Recently, the European Society for Medical Oncology (ESMO) published its clinical practice guidelines on the diagnosis, treatment, and follow-up of early breast cancer (EBC). The general ESMO recommendations regarding (neo) adjuvant systemic treatment (N/AST) for EBC include the following:

• Adjuvant systemic therapy (AST) should be initiated within 3 to 6 weeks postsurgery and N/AST should be started as soon as the diagnosis and staging phase is completed, which should be within 2 to 4 weeks.
• Factors in deciding on AST include a patient’s assessed risk of relapse as determined by tumor burden and biology, predicted sensitivity to treatment regimens, risk (short- and long-term) versus benefit of treatment, patient age and general health status, as well as comorbidities and patient preferences.
• All luminal-like EBCs should be treated with endocrine therapy.
• For those with luminal-A like tumors, only those EBCs with high tumor burden (>4 lymph nodes, T3 or higher) should be considered for chemotherapy, as endocrine therapy alone is usually sufficient in most cases.
• In patients with luminal B-like HER2 (human epidermal growth factor receptor 2)-negative EBC, recommended therapy includes chemotherapy followed by endocrine therapy for the majority of patients; however, the use of chemotherapy depends on a patient’s risk of recurrence, projected response to treatment, and patient preferences.
• In patients with luminal B-like HER2-positive EBC, recommended therapy includes chemotherapy along with anti-HER2 treatment followed by endocrine therapy for all patients, except selected patients with low-risk disease (T1abN0) for whom a combination of anti-HER2 therapy and endocrine therapy alone may be utilized; additionally, if contraindications to the use of chemotherapy exist, endocrine therapy along with anti-HER2 treatment may be implemented, but there are no randomized data supporting this recommendation.
• When uncertainty exists regarding the indication for adjuvant chemotherapy, urokinase plasminogen activator-plasminogen activator inhibitor I or gene-expression assays can assist with decision making.
• Patients with triple-negative EBC should receive chemotherapy; however, exceptions may include those with secretory or adenoid cystic carcinomas or those with very early (T1aN0) tumors, which are considered low-risk ‘special histological subtypes.’
• Patients with HER2-positive EBC should be treated with chemotherapy plus anti-HER2 therapy with the possible exception of patients with very low risk, such as those with T1aN0 tumors.
• Whereas chemotherapy should not be used concomitantly with endocrine therapy, gonadotropin-releasing hormone analogues are used for ovarian protection.
• For patients with HER2-positive EBC, anti-HER2 therapy may be routinely combined with nonanthracycline-based chemotherapy, endocrine therapy, and radiotherapy.
• EBC patients can safely undergo radiotherapy while also receiving anti-HER2 therapy, endocrine therapy, and nonanthracycline, nontaxane-based chemotherapy.

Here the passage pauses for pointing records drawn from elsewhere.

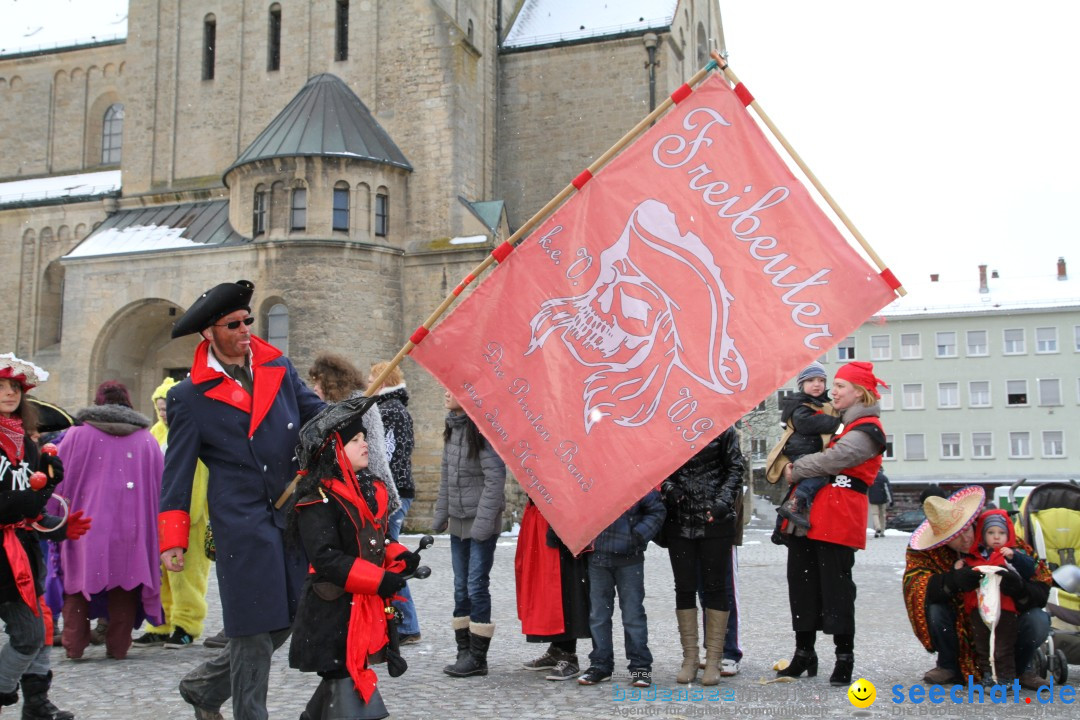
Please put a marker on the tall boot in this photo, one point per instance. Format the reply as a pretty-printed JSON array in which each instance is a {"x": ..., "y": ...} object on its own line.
[
  {"x": 716, "y": 629},
  {"x": 688, "y": 635},
  {"x": 36, "y": 703},
  {"x": 475, "y": 660}
]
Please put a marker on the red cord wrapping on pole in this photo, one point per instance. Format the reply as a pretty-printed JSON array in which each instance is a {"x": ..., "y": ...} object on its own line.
[
  {"x": 682, "y": 93},
  {"x": 579, "y": 181},
  {"x": 501, "y": 252},
  {"x": 889, "y": 277},
  {"x": 743, "y": 94}
]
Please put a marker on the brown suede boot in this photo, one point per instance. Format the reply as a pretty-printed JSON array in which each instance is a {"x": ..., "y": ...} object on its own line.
[
  {"x": 716, "y": 629},
  {"x": 688, "y": 634}
]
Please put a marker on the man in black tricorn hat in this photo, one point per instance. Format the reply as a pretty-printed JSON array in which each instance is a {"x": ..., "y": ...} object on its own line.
[{"x": 240, "y": 411}]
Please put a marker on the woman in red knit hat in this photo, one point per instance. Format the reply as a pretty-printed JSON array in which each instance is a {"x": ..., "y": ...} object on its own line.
[{"x": 820, "y": 587}]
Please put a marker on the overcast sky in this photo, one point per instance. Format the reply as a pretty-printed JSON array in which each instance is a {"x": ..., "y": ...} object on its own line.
[{"x": 947, "y": 130}]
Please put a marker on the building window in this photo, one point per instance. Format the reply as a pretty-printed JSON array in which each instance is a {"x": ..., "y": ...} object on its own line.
[
  {"x": 112, "y": 133},
  {"x": 341, "y": 208},
  {"x": 1016, "y": 392},
  {"x": 1053, "y": 444},
  {"x": 273, "y": 39},
  {"x": 946, "y": 344},
  {"x": 341, "y": 31},
  {"x": 1050, "y": 392},
  {"x": 915, "y": 447},
  {"x": 979, "y": 393},
  {"x": 977, "y": 343},
  {"x": 950, "y": 446},
  {"x": 913, "y": 395},
  {"x": 880, "y": 347},
  {"x": 1014, "y": 341},
  {"x": 948, "y": 394},
  {"x": 381, "y": 214},
  {"x": 1045, "y": 339},
  {"x": 1020, "y": 445},
  {"x": 259, "y": 212},
  {"x": 278, "y": 327},
  {"x": 982, "y": 446},
  {"x": 910, "y": 348},
  {"x": 210, "y": 45},
  {"x": 299, "y": 209}
]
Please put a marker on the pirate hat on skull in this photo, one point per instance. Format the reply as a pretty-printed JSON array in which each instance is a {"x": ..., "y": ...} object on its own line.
[
  {"x": 345, "y": 418},
  {"x": 214, "y": 304}
]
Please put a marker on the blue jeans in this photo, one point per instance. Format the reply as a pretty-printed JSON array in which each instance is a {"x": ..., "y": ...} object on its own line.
[
  {"x": 1033, "y": 626},
  {"x": 410, "y": 624},
  {"x": 630, "y": 582},
  {"x": 472, "y": 570}
]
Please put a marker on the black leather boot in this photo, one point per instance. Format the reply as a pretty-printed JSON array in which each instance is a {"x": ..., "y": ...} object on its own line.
[{"x": 805, "y": 661}]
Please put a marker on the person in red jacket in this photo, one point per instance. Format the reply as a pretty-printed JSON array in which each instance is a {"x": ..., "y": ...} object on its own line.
[{"x": 820, "y": 587}]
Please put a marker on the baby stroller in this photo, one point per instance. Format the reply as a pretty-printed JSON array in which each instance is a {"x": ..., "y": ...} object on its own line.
[{"x": 1049, "y": 519}]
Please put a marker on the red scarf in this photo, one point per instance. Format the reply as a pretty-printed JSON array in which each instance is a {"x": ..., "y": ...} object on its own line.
[{"x": 12, "y": 436}]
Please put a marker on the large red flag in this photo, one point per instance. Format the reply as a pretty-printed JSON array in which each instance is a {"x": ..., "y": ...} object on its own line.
[{"x": 682, "y": 285}]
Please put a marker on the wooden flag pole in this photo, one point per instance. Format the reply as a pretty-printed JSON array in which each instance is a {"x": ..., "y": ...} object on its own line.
[
  {"x": 514, "y": 239},
  {"x": 729, "y": 73}
]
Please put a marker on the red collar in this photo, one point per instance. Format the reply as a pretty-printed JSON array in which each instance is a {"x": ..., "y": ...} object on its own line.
[{"x": 267, "y": 381}]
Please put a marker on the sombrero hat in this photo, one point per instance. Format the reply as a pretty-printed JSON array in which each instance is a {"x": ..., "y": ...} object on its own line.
[{"x": 947, "y": 517}]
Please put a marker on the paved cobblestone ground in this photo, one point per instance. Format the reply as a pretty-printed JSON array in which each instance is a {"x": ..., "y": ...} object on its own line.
[{"x": 886, "y": 653}]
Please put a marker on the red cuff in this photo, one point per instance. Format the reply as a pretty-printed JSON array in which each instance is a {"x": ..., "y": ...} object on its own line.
[
  {"x": 173, "y": 529},
  {"x": 364, "y": 578}
]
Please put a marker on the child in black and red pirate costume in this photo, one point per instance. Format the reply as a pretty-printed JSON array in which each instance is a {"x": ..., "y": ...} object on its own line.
[
  {"x": 27, "y": 480},
  {"x": 340, "y": 515}
]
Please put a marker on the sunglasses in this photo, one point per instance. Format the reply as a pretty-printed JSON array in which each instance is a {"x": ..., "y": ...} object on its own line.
[{"x": 237, "y": 323}]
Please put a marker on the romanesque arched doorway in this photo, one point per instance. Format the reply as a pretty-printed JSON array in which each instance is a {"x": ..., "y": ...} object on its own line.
[{"x": 135, "y": 348}]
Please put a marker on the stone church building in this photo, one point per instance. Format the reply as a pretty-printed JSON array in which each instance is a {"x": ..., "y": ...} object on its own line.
[{"x": 354, "y": 159}]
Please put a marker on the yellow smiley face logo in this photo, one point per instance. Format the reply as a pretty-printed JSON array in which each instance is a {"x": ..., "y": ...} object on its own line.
[{"x": 862, "y": 693}]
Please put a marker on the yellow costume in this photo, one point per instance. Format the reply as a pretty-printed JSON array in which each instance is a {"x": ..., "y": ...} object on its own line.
[{"x": 184, "y": 594}]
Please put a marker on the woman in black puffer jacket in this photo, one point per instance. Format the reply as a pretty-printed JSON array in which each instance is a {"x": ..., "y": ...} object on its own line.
[{"x": 701, "y": 499}]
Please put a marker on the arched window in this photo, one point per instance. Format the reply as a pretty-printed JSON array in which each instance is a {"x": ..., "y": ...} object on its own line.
[
  {"x": 278, "y": 327},
  {"x": 112, "y": 131},
  {"x": 273, "y": 41},
  {"x": 260, "y": 212},
  {"x": 341, "y": 206},
  {"x": 210, "y": 45},
  {"x": 341, "y": 31},
  {"x": 298, "y": 215}
]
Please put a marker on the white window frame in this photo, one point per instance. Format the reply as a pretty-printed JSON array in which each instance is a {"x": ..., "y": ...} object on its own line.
[
  {"x": 971, "y": 394},
  {"x": 1026, "y": 393},
  {"x": 985, "y": 344},
  {"x": 1047, "y": 345},
  {"x": 974, "y": 453},
  {"x": 1006, "y": 341},
  {"x": 1020, "y": 435},
  {"x": 942, "y": 349},
  {"x": 917, "y": 352},
  {"x": 879, "y": 353},
  {"x": 941, "y": 403},
  {"x": 907, "y": 449},
  {"x": 947, "y": 446},
  {"x": 921, "y": 399},
  {"x": 1061, "y": 442}
]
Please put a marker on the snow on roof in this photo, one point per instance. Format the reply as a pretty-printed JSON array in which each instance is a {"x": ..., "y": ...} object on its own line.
[
  {"x": 1003, "y": 294},
  {"x": 133, "y": 239},
  {"x": 543, "y": 22},
  {"x": 43, "y": 25},
  {"x": 61, "y": 186}
]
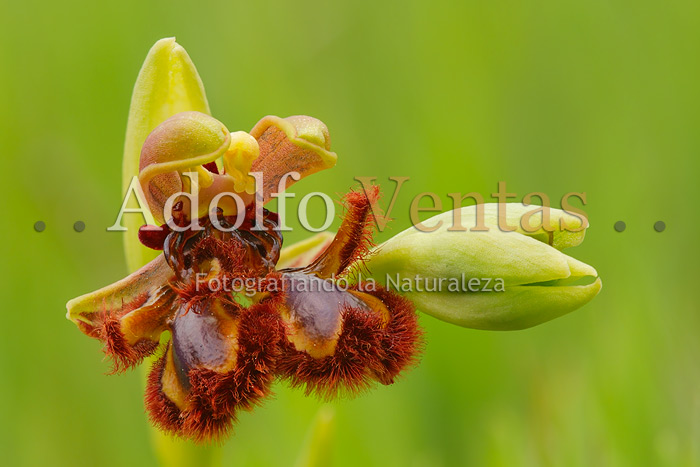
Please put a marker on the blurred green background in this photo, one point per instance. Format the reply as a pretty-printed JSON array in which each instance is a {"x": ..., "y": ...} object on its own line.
[{"x": 548, "y": 95}]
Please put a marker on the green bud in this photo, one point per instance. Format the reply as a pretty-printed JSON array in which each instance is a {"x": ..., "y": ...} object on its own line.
[{"x": 523, "y": 278}]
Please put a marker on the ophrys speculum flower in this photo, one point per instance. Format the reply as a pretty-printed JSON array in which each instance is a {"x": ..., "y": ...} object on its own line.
[
  {"x": 300, "y": 325},
  {"x": 298, "y": 322}
]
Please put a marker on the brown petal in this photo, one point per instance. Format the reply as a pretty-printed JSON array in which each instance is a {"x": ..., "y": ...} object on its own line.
[{"x": 128, "y": 316}]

• However, or in other cases, if chemotherapy and radiotherapy are required, chemotherapy should usually be given prior to radiotherapy.
• Five to 10 years of tamoxifen therapy is the standard of care for the management of premenopausal EBC patients.
• For women who become postmenopausal within the first 5 years of starting tamoxifen, a switch to letrozole may be considered depending on the patient’s predicted risk of late recurrence.
• In women requiring chemotherapy who have a return of menses in the first 1 to 2 years of diagnosis, the addition of ovarian-function suppression (with the use of luteinizing hormone-releasing hormone agonists) to endocrine therapy is strongly recommended.
• Aromatase inhibitors may replace tamoxifen in high-risk patients, but if used, effective ovarian-function suppression with regular biochemical control of estrogen levels needs to be maintained.
• Although the role of ovarian-suppression therapy in women under age 35 years who are not receiving chemotherapy remains unknown, poorer outcomes have been observed in young luminal EBC patients, favoring the use of endocrine therapy in combination with ovarian-suppression therapy in these patients.
• While ovarian-function suppression during chemotherapy provides some protection of ovarian function, it should not be the only fertility-preservation method utilized if a later pregnancy is desired.

The guidelines provide additional treatment recommendations for postmenopausal women, the use of chemotherapy, anti-HER2 therapy, primary N/AST, bisphosphonates for EBC, treatment of elderly patients, treatment of male breast cancer patients, and systemic adjuvant therapy for ductal carcinoma in situ.